Il Mondiale di calcio, tuttavia, è un fenomeno contagioso. Un grande spettacolo. Indipendentemente dalla qualità: l’attuale presidente della Fifa vorrebbe allargare la platea dei partecipanti a quarantotto squadre. Una storia infinita e di scarsissimo livello agonistico, tranne che per una decina di partecipanti. Si fa illudere che ci sia gloria per tutti, ma la gloria frutta denaro, e perfino chi è consapevole di arrivare ultimo si adatta al ruolo in cambio di milioni di dollari.
Dal 1930, in ogni continente, nonostante il mercatismo trionfante, o forse proprio grazie ad esso, continua a crescere il numero degli adepti che s’identificano con il football alla stregua di una religione profana. Una religione dai costi altissimi e dalle rese economiche ancora più alte. Un affare incalcolabile fondato sul primordiale istinto dell’antagonismo che diviene, in alcuni deprecabili casi, feroce, incontrollabile e assoluto. Come in tutte le tribù, il “nemico” è sempre da abbattere: nel calcio vige la stessa regola, e i riti che esso propone sono vere e proprie cerimonie belliche spinte da pulsioni che si potrebbero definire “politiche”, officiate da quei “militi” bonari e appassionati, barocchi e un po’ cialtroni, quando non delinquenti veri e propri, che sono i tifosi. Organizzati più o meno per bande, riproducono sul piano sportivo la logica del clan, della fazione, del gruppo organizzato secondo regole ferree che rimandano a schemi e modelli politici di tipo tradizionale; negli stadi celebrano i loro trionfi “patriottici” (...) Al di là dei sociologismi necessari per capire un fenomeno planetario, credo che il calcio sia essenzialmente un’estetica dell’anima, forse la più riuscita in tempi moderni, capace di mettere assieme sensibilità profonde che non hanno confini: da qui la sua intrinseca “politicità”.

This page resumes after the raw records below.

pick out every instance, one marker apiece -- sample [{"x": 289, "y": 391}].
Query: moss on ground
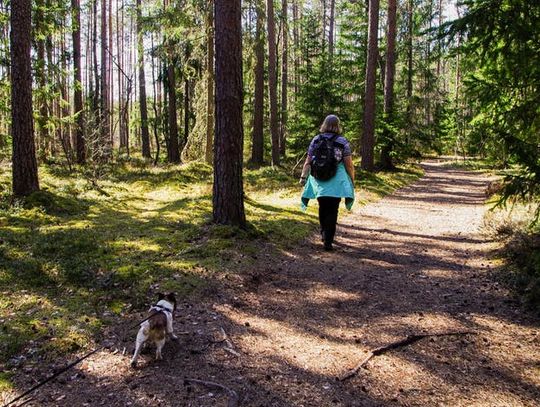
[{"x": 80, "y": 253}]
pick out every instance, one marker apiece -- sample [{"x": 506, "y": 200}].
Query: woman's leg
[{"x": 328, "y": 213}]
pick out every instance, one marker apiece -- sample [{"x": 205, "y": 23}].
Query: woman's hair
[{"x": 331, "y": 125}]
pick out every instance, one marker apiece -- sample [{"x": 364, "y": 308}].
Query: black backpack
[{"x": 324, "y": 162}]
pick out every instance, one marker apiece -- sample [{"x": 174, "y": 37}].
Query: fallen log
[{"x": 395, "y": 345}]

Uno dei più acuti e brillanti studiosi del fenomeno calcistico contemporaneo, Giancristiano Desiderio, che al football ha dedicato riflessioni filosofiche straordinariamente originali, in uno dei suoi libri sull’argomento, Il divino pallone ( Vallecchi, 2010), ha opportunamente scritto: «Il calcio, come la filosofia, è materia delicata e infiammabile. Va maneggiato con cura. Praticato in un regime di libertà, è quello che tutti considerano semplicemente un gioco, un passatempo, una distrazione. Praticato in un regime di illibertà rivela tutta la sua carica umana. Praticato in un regime totalitario diventa a tutti gli effetti un gioco pericoloso. Per i dittatori che se ne vogliono impadronire, la palla è la manifestazione del gioco e il gioco è, per definizione, senza controllo, perché nessuno lo può possedere senza vederselo annullare nelle sue tracotanti mani. La palla deve essere giocata. Su un campo di calcio, lo si voglia o no, c’è in gioco la vita. Il calcio è implicitamente una critica del potere perché il gioco non ha padroni e nasce solo là dove c’è pluralità ed esperienza dei singoli giocatori. Solo chi è affetto da un delirio di onnipotenza può credere di controllare il gioco». Se la “politicità” del calcio è incontestabile, è pur vero che esso sfugge a chi se ne vuole appropriare per farne uno strumento propagandistico: accadde nel 1978 in Argentina, la cui nazionale vinse il Mundial, ma nessuno pensò di glorificare il generale Jorge Videla per questo. Il calcio, depurato da tutte le incrostazioni mercantili e dall’utilizzo che il potere è tentato di farne, è semplicemente una delle manifestazioni moderne della cultura dei popoli, soprattutto di quelli che sono alla ricerca di un protagonismo mai avuto: guardo alcuni disegni giovanili del grande scrittore Henry de Montherlant, leggo le vecchie poesie di Umberto Saba e quelle nuove dello straordinario poeta del calcio Fernando Acitelli, mi soffermo sulle pagine di Osvaldo Soriano e ripenso a miti che non ritornano, da Garrincha a Maradona, passando per Pelé e Sivori, incantatore di serpenti e di portieri. Poi, mi do pace davanti all’incanto di un divino soffio di forza e bellezza evocatomi dal discobolo di Mirone, il quale eleva a eroe l’atleta, uomo potente orgogliosamente consapevole di avere un’anima.
No, il calcio non è soltanto uno sport. E non è una questione tra le altre, che si esaurisce nei bar.